A powerfully built man more than six feet tall, Amundsen’s career of adventure began at the age of fifteen (he was born in Norway in 1872 to a family of merchant sea captains and rich ship owners); twenty-five years later he was the first man to reach both the North and South Poles. Lynne Cox, adventurer and swimmer, author of Swimming to Antarctica (“gripping”—Sports Illustrated) and Grayson (“wondrous, and unforgettable”—Carl Hiaasen), gives us in South with the Sun a full-scale account of the explorer’s life and expeditions.
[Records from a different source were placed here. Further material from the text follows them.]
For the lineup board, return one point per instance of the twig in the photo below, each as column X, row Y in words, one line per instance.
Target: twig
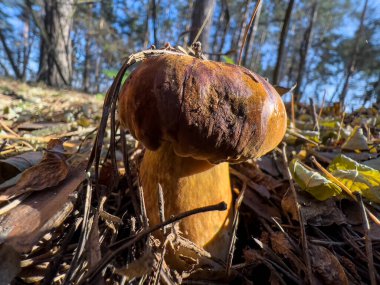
column 322, row 105
column 14, row 203
column 304, row 242
column 344, row 188
column 340, row 129
column 247, row 29
column 314, row 115
column 202, row 27
column 8, row 129
column 293, row 133
column 235, row 224
column 132, row 240
column 85, row 231
column 293, row 122
column 368, row 241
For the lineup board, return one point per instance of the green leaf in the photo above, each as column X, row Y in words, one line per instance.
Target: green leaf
column 313, row 182
column 356, row 141
column 357, row 177
column 111, row 73
column 374, row 163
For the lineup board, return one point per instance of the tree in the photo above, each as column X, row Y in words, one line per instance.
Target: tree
column 282, row 41
column 304, row 50
column 351, row 66
column 201, row 21
column 55, row 67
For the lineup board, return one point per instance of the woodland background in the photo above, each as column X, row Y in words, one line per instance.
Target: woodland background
column 331, row 49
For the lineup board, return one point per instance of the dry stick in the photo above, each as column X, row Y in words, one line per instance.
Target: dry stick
column 202, row 27
column 305, row 245
column 368, row 241
column 344, row 188
column 235, row 224
column 293, row 133
column 14, row 203
column 8, row 129
column 340, row 129
column 322, row 106
column 314, row 114
column 161, row 206
column 74, row 268
column 247, row 29
column 293, row 123
column 132, row 240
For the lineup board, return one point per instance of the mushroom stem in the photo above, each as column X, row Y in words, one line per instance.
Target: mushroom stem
column 188, row 184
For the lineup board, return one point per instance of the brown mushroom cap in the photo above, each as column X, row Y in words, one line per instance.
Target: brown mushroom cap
column 207, row 110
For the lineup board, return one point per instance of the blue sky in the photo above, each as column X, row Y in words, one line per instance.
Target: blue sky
column 347, row 29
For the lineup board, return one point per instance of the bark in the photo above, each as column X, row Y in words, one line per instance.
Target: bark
column 202, row 11
column 304, row 50
column 351, row 67
column 8, row 52
column 281, row 47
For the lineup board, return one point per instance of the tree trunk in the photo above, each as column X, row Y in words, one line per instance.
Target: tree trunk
column 56, row 49
column 8, row 52
column 202, row 11
column 252, row 34
column 87, row 57
column 281, row 47
column 351, row 67
column 226, row 20
column 236, row 42
column 304, row 49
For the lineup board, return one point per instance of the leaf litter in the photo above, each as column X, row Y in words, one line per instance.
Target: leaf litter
column 66, row 227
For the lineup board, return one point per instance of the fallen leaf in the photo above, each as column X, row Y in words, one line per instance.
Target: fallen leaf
column 314, row 212
column 137, row 268
column 326, row 266
column 9, row 265
column 48, row 173
column 12, row 166
column 374, row 163
column 356, row 141
column 313, row 182
column 26, row 224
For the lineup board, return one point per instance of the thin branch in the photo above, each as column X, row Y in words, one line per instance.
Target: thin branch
column 247, row 29
column 112, row 253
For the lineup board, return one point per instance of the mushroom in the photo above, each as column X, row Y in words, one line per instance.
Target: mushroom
column 194, row 117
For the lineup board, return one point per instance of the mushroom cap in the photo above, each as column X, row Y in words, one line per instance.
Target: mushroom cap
column 208, row 110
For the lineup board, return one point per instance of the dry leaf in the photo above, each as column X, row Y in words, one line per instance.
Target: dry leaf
column 12, row 166
column 314, row 212
column 9, row 265
column 48, row 173
column 137, row 268
column 23, row 226
column 327, row 267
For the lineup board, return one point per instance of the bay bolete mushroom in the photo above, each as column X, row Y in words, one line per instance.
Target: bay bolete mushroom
column 195, row 116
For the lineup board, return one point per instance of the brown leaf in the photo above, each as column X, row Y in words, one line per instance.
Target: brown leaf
column 23, row 226
column 12, row 166
column 9, row 265
column 48, row 173
column 327, row 267
column 280, row 244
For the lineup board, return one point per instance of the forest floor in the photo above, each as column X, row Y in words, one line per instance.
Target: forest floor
column 310, row 211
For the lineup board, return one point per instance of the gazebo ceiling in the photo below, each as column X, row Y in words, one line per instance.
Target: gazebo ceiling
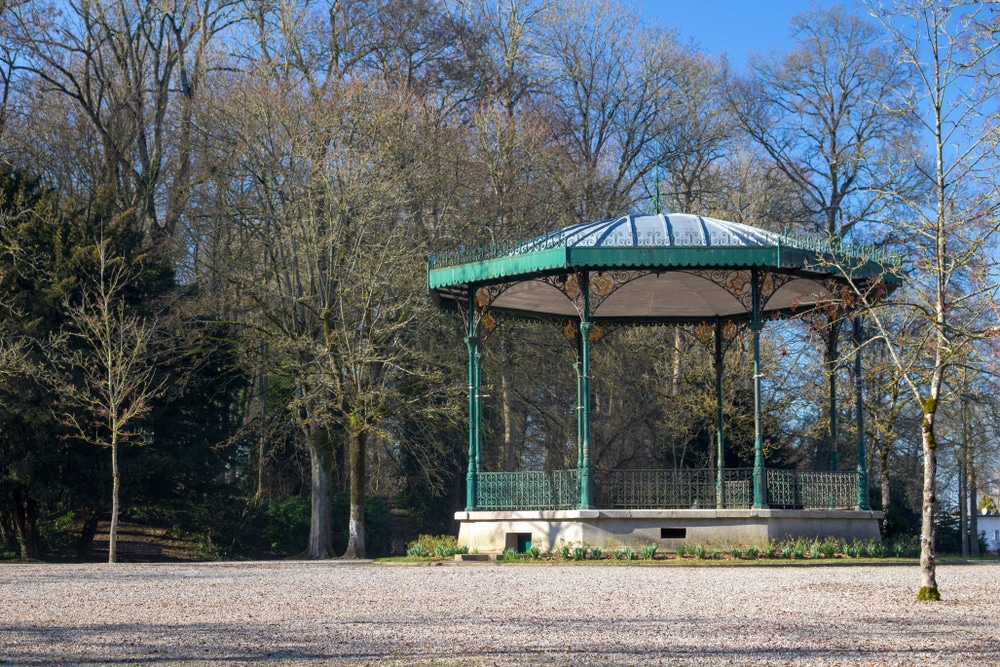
column 675, row 267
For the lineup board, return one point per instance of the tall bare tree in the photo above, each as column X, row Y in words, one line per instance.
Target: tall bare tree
column 830, row 114
column 132, row 70
column 948, row 224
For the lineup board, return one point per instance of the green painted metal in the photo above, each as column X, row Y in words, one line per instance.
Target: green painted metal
column 566, row 258
column 665, row 489
column 759, row 483
column 472, row 342
column 809, row 489
column 719, row 422
column 789, row 250
column 578, row 367
column 586, row 471
column 834, row 429
column 529, row 490
column 673, row 489
column 862, row 467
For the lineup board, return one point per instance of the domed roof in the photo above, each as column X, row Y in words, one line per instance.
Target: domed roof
column 664, row 231
column 663, row 268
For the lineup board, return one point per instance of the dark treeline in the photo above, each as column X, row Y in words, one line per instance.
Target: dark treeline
column 215, row 217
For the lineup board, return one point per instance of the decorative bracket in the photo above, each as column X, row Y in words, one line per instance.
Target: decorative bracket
column 602, row 284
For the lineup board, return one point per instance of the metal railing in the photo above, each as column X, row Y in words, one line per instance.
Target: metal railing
column 672, row 489
column 528, row 490
column 666, row 489
column 809, row 489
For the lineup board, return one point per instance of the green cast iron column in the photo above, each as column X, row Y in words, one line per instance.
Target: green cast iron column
column 586, row 472
column 578, row 367
column 862, row 500
column 759, row 474
column 479, row 413
column 834, row 427
column 472, row 343
column 720, row 454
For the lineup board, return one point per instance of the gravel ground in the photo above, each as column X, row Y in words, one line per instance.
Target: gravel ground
column 335, row 613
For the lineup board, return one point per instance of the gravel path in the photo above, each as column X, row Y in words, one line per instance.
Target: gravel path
column 335, row 613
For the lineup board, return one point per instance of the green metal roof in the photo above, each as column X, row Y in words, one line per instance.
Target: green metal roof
column 660, row 257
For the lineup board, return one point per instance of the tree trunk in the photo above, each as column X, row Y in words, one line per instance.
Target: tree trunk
column 928, row 588
column 359, row 479
column 963, row 503
column 973, row 490
column 115, row 480
column 26, row 524
column 883, row 467
column 87, row 534
column 827, row 456
column 321, row 465
column 506, row 397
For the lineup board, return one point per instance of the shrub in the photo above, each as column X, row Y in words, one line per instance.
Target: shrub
column 441, row 546
column 875, row 549
column 829, row 548
column 287, row 528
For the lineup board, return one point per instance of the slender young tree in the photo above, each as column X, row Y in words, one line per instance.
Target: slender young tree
column 105, row 368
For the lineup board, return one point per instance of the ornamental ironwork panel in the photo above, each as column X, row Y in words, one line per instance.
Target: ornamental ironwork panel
column 808, row 489
column 737, row 488
column 669, row 489
column 528, row 490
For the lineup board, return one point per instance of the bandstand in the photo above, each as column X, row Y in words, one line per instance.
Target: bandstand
column 669, row 269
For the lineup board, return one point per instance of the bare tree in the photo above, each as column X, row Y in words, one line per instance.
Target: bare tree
column 611, row 82
column 105, row 368
column 132, row 69
column 948, row 225
column 830, row 114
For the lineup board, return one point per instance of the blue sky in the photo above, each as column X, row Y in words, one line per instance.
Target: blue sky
column 733, row 26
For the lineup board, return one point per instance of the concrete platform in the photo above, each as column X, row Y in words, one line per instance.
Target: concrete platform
column 492, row 532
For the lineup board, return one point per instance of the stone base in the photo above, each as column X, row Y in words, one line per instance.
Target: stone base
column 492, row 532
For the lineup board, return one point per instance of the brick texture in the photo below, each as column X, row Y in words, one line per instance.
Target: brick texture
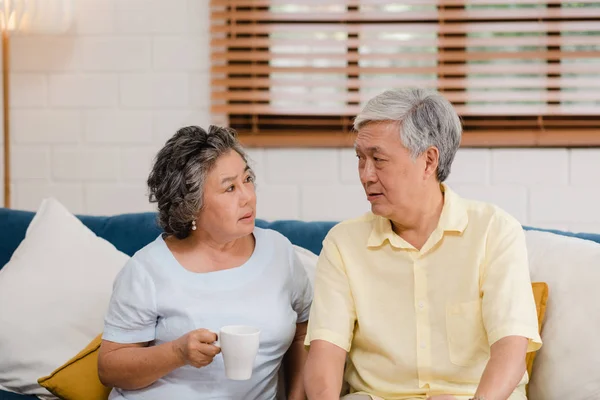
column 91, row 108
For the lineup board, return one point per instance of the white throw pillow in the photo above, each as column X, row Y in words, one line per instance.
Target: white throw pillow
column 54, row 293
column 566, row 366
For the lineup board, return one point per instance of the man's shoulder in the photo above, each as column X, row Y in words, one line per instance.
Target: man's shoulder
column 352, row 228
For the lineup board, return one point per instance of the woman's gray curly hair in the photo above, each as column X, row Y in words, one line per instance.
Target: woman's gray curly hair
column 176, row 181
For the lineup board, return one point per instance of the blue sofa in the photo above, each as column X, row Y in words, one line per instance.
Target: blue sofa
column 130, row 232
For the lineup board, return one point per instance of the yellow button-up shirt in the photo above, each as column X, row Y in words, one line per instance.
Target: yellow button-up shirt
column 417, row 323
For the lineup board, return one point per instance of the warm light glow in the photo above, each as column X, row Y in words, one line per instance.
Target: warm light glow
column 36, row 16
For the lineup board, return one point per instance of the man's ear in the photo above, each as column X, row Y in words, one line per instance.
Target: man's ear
column 432, row 158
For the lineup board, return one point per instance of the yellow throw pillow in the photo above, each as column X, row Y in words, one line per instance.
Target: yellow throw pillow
column 540, row 294
column 78, row 378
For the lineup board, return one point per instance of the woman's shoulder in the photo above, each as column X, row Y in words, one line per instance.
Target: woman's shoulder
column 272, row 239
column 146, row 257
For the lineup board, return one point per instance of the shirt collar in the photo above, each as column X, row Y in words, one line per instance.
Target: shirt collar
column 454, row 218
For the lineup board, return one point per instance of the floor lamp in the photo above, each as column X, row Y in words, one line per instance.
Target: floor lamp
column 25, row 16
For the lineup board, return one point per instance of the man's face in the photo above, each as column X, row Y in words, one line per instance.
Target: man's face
column 392, row 179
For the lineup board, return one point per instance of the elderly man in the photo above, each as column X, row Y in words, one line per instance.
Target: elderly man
column 428, row 296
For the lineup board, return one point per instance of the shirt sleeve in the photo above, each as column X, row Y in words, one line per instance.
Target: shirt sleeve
column 508, row 303
column 131, row 315
column 303, row 291
column 332, row 315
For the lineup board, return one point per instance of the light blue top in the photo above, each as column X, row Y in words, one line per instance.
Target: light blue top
column 156, row 299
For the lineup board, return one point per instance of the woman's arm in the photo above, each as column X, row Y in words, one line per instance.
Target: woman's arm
column 136, row 366
column 294, row 361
We see Amundsen, in 1903-06, the first to travel the Northwest Passage between the Atlantic and Pacific Oceans, in his small ship Gjøa, a seventy-foot refitted former herring boat powered by sails and a thirteen-horsepower engine, making his way through the entire length of the treacherous ice bound route, between the northern Canadian mainland and Canada’s Arctic islands, from Greenland across Baffin Bay, between the Canadian islands, across the top of Alaska into the Bering Strait. The dangerous journey took three years to complete, as Amundsen, his crew, and six sled dogs waited while the frozen sea around them thawed sufficiently to allow for navigation. We see him journey toward the North Pole in Fridtjof Nansen’s famous Fram, until word reached his expedition party of Robert Peary’s successful arrival at the North Pole. Amundsen then set out on a secret expedition to the Antarctic, and we follow him through his heroic capture of the South Pole.
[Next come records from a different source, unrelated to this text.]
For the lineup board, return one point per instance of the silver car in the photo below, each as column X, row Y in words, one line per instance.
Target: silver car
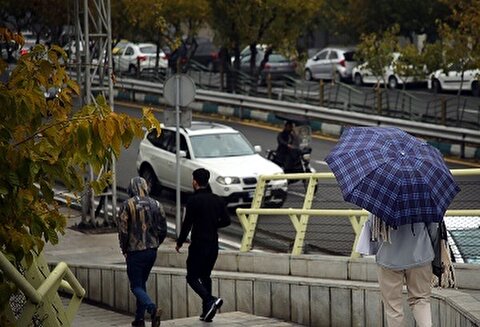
column 332, row 63
column 235, row 165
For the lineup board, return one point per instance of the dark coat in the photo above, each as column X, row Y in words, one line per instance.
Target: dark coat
column 205, row 213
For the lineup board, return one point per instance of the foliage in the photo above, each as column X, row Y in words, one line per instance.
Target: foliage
column 410, row 64
column 44, row 141
column 376, row 51
column 277, row 24
column 356, row 17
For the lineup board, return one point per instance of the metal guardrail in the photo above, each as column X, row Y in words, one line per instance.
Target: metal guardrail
column 300, row 216
column 453, row 134
column 40, row 288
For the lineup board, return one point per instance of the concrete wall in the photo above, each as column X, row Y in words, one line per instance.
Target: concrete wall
column 309, row 290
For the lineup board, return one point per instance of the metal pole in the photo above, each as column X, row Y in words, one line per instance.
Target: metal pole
column 111, row 102
column 178, row 219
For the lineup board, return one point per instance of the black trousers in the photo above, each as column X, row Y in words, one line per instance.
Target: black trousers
column 200, row 262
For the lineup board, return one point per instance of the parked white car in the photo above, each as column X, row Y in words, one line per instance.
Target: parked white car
column 132, row 56
column 331, row 63
column 452, row 80
column 362, row 75
column 235, row 165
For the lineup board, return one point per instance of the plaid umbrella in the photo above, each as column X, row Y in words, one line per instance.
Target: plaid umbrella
column 392, row 174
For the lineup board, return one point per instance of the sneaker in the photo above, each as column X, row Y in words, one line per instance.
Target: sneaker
column 217, row 304
column 138, row 323
column 156, row 315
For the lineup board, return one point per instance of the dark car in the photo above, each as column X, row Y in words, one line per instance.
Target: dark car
column 206, row 54
column 277, row 67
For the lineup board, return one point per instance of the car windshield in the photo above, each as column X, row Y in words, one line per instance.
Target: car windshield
column 221, row 145
column 148, row 49
column 275, row 57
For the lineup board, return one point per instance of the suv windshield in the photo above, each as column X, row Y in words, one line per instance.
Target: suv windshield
column 221, row 145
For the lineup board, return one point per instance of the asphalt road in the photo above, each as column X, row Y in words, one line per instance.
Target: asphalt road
column 324, row 235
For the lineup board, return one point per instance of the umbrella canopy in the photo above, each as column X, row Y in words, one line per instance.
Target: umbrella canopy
column 392, row 174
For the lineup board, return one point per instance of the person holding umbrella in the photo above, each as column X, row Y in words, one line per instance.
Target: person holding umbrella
column 405, row 184
column 405, row 255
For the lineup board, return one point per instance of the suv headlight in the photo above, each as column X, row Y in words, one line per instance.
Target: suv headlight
column 228, row 180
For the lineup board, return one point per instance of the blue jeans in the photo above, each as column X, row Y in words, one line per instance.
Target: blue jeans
column 139, row 265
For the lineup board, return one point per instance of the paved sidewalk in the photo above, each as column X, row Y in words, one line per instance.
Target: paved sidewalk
column 78, row 247
column 92, row 316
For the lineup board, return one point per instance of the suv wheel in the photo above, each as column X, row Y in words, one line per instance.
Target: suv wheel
column 436, row 86
column 475, row 89
column 132, row 70
column 392, row 82
column 149, row 175
column 358, row 79
column 337, row 78
column 308, row 75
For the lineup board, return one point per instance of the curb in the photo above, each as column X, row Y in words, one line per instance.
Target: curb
column 244, row 113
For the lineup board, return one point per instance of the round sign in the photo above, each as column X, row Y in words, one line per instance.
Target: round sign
column 179, row 90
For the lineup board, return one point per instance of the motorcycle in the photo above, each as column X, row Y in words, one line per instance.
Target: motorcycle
column 300, row 155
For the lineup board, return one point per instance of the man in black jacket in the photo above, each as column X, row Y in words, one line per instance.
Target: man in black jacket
column 205, row 213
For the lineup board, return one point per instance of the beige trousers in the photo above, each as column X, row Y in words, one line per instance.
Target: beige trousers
column 418, row 281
Cox makes clear why Amundsen succeeded in his quests where other adventurer-explorers failed, and how his methodical preparation and willingness to take calculated risks revealed both the spirit of the man and the way to complete one triumphant journey after another. Cox also describes reading about Amundsen as a young girl and how his exploits inspired her to follow her dreams. We see how she unwittingly set out in Amundsen’s path, swimming in open waters off Antarctica, then Greenland (always without a wetsuit), first as a challenge to her own abilities and then later as a way to understand Amundsen’s life and the lessons learned from his vision, imagination, and daring.

South with the Sun—inspiring, wondrous, and true—is a bold adventure story of bold ambitious dreams.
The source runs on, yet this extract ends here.